Alignment Issue

Posted earlier in “grinding wish bone” thread that my car has been back in service since this past Sunday.
This is my 1987 XJS that now has vented rear inboard rotors. In addition to having new rear calipers and ceramic pads the front calipers where rebuilt and new pads installed. In order to center the front rotors the caliper shims where moved from their original positions. The car pulls to the right.
All shims at rear on both rotors where replaced as disassembled. Kirby thinks I may have disturbed a shim by the steering arm, but don’t recall seeing any there or would have put it back.
BTW car runs well and the brakes work just fine but have not broken them it to an emergency stop test. Parking brake works better than before.

The single shim in question is intended to compensate for variations in the thickness of the caliper. However, all the Girling calipers seem to be exactly the same thickness, which means all of the shims seem to be exactly the same thickness, about 10 thou IIRC.

The way to check: The steering arm is held in place by one short bolt directly to the upright and one long bolt through the caliper to the upright. Thread both bolts in, then leave the long one several full turns short of seated while tightening down the short bolt securely. Use a feeler to measure the gap between the steering arm and the caliper right next to the long bolt and select a shim (flat washer) of appropriate thickness to fill that gap. If there wasn’t one there before or if the thickness changes, the car will need to be realigned after reassembly.

Thank you for this information Kirbert.
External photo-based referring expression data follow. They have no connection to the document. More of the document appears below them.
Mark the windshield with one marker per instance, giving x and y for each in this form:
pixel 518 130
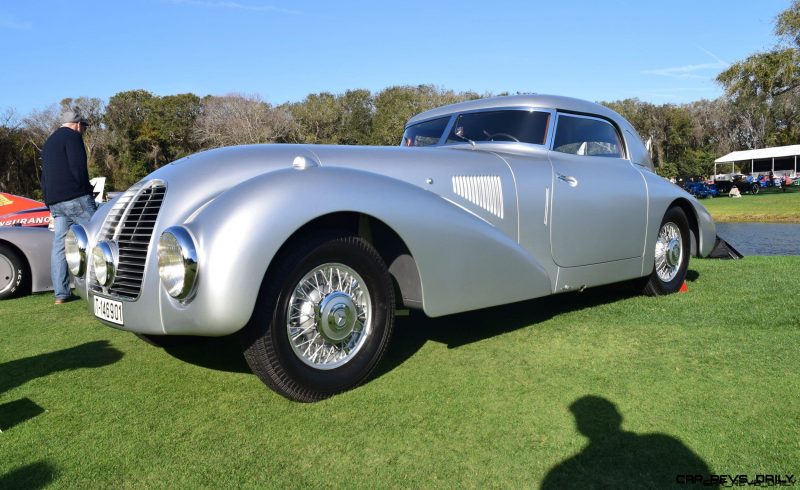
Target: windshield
pixel 425 133
pixel 521 126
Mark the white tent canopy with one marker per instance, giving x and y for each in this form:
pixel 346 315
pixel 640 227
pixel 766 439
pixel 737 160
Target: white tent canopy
pixel 764 158
pixel 774 152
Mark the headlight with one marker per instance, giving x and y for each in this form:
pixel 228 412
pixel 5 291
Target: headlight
pixel 103 263
pixel 75 244
pixel 177 262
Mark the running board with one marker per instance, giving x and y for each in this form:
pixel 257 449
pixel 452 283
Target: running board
pixel 724 250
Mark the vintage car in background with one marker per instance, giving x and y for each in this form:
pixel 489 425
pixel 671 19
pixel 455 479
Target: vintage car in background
pixel 701 190
pixel 26 242
pixel 485 202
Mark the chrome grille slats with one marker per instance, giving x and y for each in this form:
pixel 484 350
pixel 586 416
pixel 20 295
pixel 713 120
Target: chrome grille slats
pixel 131 223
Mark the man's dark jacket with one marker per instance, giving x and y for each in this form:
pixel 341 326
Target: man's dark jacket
pixel 64 172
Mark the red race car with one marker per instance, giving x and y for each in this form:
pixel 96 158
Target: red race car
pixel 21 211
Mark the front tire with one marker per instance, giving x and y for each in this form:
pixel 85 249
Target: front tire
pixel 322 320
pixel 14 276
pixel 672 250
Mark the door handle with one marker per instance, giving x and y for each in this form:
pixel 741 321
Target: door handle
pixel 572 181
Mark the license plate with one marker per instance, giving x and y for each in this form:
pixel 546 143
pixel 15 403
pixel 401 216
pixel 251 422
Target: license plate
pixel 108 309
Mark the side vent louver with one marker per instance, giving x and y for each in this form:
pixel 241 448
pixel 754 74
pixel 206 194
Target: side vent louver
pixel 485 191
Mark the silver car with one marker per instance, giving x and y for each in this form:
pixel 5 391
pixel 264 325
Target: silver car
pixel 308 251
Will do exactly as you suggest and will post the findings. Sure hope there is a gap that requires a shim or two as that may be what is causing my steering problem.

Found major gap at both steering arms. Had not paid attention as what shim came out when rebuilding from calipers. Had two 0.033" shims left out and each side took exactly 0.033" shim between steering. Alignment shop not open today but will have it aligned next week. Car steered straight and no pull. Thanks so much for your help.
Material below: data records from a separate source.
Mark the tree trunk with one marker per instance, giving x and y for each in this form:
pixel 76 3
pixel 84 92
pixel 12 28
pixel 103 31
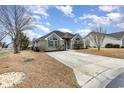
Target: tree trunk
pixel 98 48
pixel 15 46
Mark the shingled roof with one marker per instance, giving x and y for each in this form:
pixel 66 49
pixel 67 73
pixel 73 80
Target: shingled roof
pixel 59 33
pixel 117 35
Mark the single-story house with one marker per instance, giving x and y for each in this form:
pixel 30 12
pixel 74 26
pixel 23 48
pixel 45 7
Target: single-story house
pixel 57 40
pixel 111 38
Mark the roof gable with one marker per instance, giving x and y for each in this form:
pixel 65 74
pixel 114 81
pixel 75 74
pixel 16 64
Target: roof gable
pixel 59 33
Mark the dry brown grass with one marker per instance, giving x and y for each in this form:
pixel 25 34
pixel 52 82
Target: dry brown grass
pixel 110 52
pixel 42 72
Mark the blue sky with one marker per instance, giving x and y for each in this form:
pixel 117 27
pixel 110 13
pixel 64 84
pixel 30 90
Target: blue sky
pixel 75 19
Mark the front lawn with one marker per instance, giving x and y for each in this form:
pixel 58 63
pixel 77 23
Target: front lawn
pixel 42 72
pixel 109 52
pixel 3 54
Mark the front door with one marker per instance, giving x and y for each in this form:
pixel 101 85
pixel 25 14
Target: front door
pixel 67 44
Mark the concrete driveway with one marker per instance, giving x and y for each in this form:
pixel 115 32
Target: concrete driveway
pixel 91 71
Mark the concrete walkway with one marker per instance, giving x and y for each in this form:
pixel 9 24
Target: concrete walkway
pixel 91 71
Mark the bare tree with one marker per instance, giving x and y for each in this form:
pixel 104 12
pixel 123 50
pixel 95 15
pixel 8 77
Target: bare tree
pixel 14 20
pixel 98 36
pixel 2 35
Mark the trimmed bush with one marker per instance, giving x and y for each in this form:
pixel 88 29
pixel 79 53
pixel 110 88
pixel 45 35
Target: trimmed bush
pixel 116 46
pixel 109 45
pixel 77 46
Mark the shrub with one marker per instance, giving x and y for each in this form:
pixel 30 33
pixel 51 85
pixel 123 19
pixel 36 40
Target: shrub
pixel 116 46
pixel 77 46
pixel 109 45
pixel 122 46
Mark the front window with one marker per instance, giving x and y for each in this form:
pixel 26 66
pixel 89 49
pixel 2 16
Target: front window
pixel 53 41
pixel 77 41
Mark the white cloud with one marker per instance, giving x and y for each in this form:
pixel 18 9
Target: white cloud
pixel 114 16
pixel 31 34
pixel 48 24
pixel 65 30
pixel 43 28
pixel 67 10
pixel 83 32
pixel 120 26
pixel 96 19
pixel 36 17
pixel 39 9
pixel 108 8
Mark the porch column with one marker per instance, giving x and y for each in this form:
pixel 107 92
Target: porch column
pixel 84 43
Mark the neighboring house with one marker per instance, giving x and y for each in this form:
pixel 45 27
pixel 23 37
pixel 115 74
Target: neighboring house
pixel 57 40
pixel 112 38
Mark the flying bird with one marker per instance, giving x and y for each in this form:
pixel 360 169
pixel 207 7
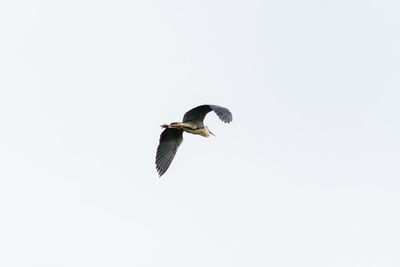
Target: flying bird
pixel 172 137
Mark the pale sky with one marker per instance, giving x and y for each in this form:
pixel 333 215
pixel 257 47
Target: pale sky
pixel 307 174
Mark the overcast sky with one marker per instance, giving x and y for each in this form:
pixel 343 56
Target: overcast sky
pixel 307 174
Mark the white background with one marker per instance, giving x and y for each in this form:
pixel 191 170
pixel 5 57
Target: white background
pixel 307 174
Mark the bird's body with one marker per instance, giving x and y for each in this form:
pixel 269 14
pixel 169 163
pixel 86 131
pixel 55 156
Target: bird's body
pixel 172 136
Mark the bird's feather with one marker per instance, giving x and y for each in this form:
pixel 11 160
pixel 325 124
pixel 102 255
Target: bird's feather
pixel 170 140
pixel 197 114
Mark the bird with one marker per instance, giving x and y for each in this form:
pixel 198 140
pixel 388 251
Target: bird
pixel 192 122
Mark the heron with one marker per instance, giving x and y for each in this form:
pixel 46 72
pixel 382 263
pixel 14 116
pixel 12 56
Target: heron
pixel 172 137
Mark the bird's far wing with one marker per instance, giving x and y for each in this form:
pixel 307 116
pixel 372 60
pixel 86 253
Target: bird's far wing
pixel 170 140
pixel 197 114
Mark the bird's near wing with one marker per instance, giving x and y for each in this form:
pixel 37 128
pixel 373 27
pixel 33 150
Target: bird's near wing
pixel 197 114
pixel 170 140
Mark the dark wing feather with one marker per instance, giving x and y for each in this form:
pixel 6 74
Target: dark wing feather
pixel 197 114
pixel 170 140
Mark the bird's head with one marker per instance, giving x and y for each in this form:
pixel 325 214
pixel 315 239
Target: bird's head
pixel 208 132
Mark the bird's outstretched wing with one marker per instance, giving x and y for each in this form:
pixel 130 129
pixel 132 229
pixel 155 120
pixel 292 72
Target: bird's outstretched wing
pixel 197 114
pixel 170 140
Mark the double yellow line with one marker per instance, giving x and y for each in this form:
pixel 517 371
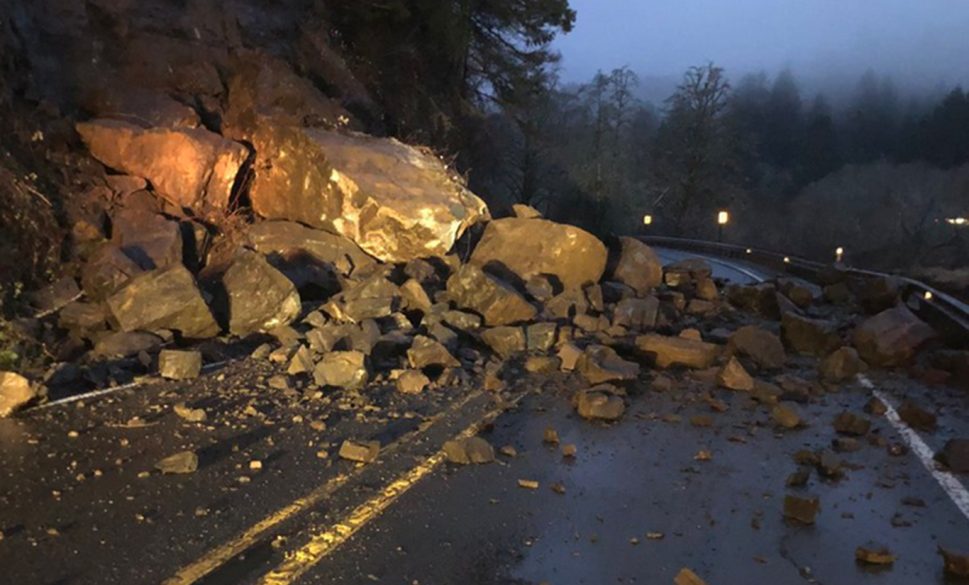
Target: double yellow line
pixel 324 542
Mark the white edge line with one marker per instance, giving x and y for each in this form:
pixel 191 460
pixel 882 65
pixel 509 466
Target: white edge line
pixel 950 484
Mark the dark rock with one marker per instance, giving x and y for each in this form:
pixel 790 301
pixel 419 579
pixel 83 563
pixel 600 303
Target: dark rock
pixel 126 344
pixel 802 509
pixel 599 363
pixel 892 337
pixel 189 167
pixel 505 341
pixel 809 336
pixel 396 202
pixel 955 455
pixel 571 255
pixel 763 347
pixel 842 364
pixel 163 299
pixel 260 298
pixel 342 369
pixel 471 288
pixel 668 351
pixel 179 365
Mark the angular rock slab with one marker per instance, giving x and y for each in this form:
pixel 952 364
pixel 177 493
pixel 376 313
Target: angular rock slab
pixel 189 167
pixel 534 247
pixel 395 201
pixel 164 299
pixel 260 298
pixel 892 337
pixel 499 304
pixel 638 266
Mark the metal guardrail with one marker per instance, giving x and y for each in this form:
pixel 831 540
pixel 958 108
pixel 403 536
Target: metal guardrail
pixel 947 314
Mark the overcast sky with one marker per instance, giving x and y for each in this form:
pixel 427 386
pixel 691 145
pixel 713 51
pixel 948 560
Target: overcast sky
pixel 921 43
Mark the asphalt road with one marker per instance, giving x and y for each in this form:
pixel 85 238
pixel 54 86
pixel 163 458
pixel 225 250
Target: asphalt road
pixel 81 503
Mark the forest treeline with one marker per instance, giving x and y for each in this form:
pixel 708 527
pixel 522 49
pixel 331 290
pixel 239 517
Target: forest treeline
pixel 477 79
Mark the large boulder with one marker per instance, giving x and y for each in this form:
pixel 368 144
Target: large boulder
pixel 287 238
pixel 499 304
pixel 533 247
pixel 259 297
pixel 763 347
pixel 808 336
pixel 892 337
pixel 638 266
pixel 189 167
pixel 164 299
pixel 395 201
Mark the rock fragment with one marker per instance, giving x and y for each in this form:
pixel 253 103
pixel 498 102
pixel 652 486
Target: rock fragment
pixel 179 364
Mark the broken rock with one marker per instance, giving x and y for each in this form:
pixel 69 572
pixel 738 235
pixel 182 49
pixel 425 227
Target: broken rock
pixel 260 298
pixel 396 202
pixel 16 392
pixel 179 365
pixel 189 167
pixel 164 299
pixel 533 247
pixel 471 288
Excellent! Thanks for the report!

For those that have not followed my adventure of installing vented rear brakes this is a summary of what was done to the brakes. IRS removed from car.New calipers and brakes pads installed on the rear. Rebuilt the front calipers with new pads. My error in not paying attention to what shims came and where when front calipers where removed. Kibert helped me and dangerous steering issue resolved.
Alignment was done today by a local shop that uses a Hunter laser machine. Was very pleased as rear was near perfect so I do not need to do anything back there. The shop provides a print out of reading as received and the final readings.
Front readings to start: Left front camber -1.3 degrees Right front camber -1.2 degrees
Left front caster 3.8 and 3.3 Right front caster 3.3 and 3.8
Left toe -0.48 Right toe -0.23 Total Toe -.073 Steer ahead -0.13
Rear to start: Left Camber -0.5 degrees Right rear camber -0.5 degrees
Rear left Toe 0.02 Degrees Right Toe 0.00 Total Toe 0.02 degrees Thrust angle 0.01 degrees

Final readings for Front after alignment: Toe Left 0.05 degrees Right 0.01 degrees Total toe 0.05 Degrees / Steer ahead 0.02 degrees.
Rear reading as stated above. Very pleased to have it done right.
Thanks again Kirbert for advise about checking steering arm gap to front calipers. A real life saver sir.
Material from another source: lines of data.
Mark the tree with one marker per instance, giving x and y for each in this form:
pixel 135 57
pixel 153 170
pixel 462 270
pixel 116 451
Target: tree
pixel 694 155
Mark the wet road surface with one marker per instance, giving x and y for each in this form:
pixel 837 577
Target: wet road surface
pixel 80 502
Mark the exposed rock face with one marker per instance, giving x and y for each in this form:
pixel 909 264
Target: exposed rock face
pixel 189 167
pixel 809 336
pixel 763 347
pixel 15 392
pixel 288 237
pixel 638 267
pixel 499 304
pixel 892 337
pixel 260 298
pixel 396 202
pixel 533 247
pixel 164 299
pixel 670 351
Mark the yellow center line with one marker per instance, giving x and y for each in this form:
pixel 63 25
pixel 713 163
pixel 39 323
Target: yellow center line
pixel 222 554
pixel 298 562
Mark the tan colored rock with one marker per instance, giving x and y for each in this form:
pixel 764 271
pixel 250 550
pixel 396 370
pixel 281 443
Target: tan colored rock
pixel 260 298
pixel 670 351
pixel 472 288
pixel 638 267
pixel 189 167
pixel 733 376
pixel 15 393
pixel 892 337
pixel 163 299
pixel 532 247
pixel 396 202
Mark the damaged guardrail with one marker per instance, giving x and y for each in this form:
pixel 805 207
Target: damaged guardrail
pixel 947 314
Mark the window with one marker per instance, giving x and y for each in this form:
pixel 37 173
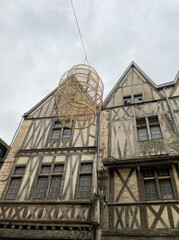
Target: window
pixel 137 98
pixel 148 128
pixel 15 183
pixel 85 180
pixel 157 183
pixel 49 181
pixel 127 100
pixel 59 131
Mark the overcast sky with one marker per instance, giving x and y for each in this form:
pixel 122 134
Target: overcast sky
pixel 39 41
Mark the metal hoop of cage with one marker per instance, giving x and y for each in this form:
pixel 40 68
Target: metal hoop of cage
pixel 79 97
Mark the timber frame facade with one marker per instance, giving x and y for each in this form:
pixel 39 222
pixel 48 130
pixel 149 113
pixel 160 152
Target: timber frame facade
pixel 118 179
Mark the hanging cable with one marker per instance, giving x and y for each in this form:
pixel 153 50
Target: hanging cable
pixel 86 59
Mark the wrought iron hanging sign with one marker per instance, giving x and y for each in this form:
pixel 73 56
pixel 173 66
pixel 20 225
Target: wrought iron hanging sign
pixel 79 97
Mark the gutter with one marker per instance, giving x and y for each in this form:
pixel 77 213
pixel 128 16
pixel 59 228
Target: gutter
pixel 12 141
pixel 171 112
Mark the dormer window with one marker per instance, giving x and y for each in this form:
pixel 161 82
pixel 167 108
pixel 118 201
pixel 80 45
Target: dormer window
pixel 132 99
pixel 60 132
pixel 127 100
pixel 137 98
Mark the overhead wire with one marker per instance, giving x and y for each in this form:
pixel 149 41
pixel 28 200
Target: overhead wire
pixel 78 26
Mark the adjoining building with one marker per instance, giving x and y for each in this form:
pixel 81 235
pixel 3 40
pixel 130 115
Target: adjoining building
pixel 117 179
pixel 3 150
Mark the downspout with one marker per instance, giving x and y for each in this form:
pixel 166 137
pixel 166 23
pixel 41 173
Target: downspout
pixel 171 112
pixel 12 141
pixel 98 149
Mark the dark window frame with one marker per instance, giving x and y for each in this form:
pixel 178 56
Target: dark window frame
pixel 85 172
pixel 127 100
pixel 148 123
pixel 50 176
pixel 133 99
pixel 15 175
pixel 158 180
pixel 62 130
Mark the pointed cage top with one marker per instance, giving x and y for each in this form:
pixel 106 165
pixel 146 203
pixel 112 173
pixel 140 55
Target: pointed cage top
pixel 79 97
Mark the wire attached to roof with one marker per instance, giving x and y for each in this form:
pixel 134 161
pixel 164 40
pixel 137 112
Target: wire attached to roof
pixel 86 59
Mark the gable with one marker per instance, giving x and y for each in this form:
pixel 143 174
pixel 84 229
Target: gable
pixel 133 83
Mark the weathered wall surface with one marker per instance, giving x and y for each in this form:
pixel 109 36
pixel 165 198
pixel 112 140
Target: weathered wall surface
pixel 9 162
pixel 126 213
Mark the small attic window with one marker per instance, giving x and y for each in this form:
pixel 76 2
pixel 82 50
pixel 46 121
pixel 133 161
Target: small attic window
pixel 137 98
pixel 127 100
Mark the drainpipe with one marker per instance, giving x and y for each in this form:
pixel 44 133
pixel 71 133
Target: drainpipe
pixel 171 112
pixel 98 149
pixel 13 139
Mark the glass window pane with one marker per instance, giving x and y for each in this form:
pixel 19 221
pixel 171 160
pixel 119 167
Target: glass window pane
pixel 41 188
pixel 150 189
pixel 140 121
pixel 45 169
pixel 153 119
pixel 13 189
pixel 127 100
pixel 155 132
pixel 55 187
pixel 163 171
pixel 86 167
pixel 85 186
pixel 56 134
pixel 138 98
pixel 148 172
pixel 142 134
pixel 58 168
pixel 19 170
pixel 66 132
pixel 58 125
pixel 166 189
I guess the 0.02 degrees Steer ahead was done on purpose to compensate for the 0.01 degrees Thrust angle ?

Aristides

Hate to say it but if you didn’t put the the front and rear suspension pre set tooling in the suspension prior to alignment, you didn’t get an accurate alignment.

I was not aware of the tooling required and had an alignment done without it. Car rode better but not right. Once I discovered that tooling was required I had the the bits made up and and had the car realigned.

Big difference driving on I-95 around DC. Car felt much more planted and controllable.

Gordon

Can you provide the source for the tooling? Thanks.

There is a service shop forty or so miles from here that should have all the tooling to do a correct alignment job, but their prices where very high. Car drives OK for now and seems safe and that is what ws most important at this time. Now on to next XJ-S problem which is A/C.

Home Depot. The specs for fabbing the tools for the front suspension are in the ROM. A design for fabbing the tools for the rear is in my book.

Thanks, time for me to reread your excellent book.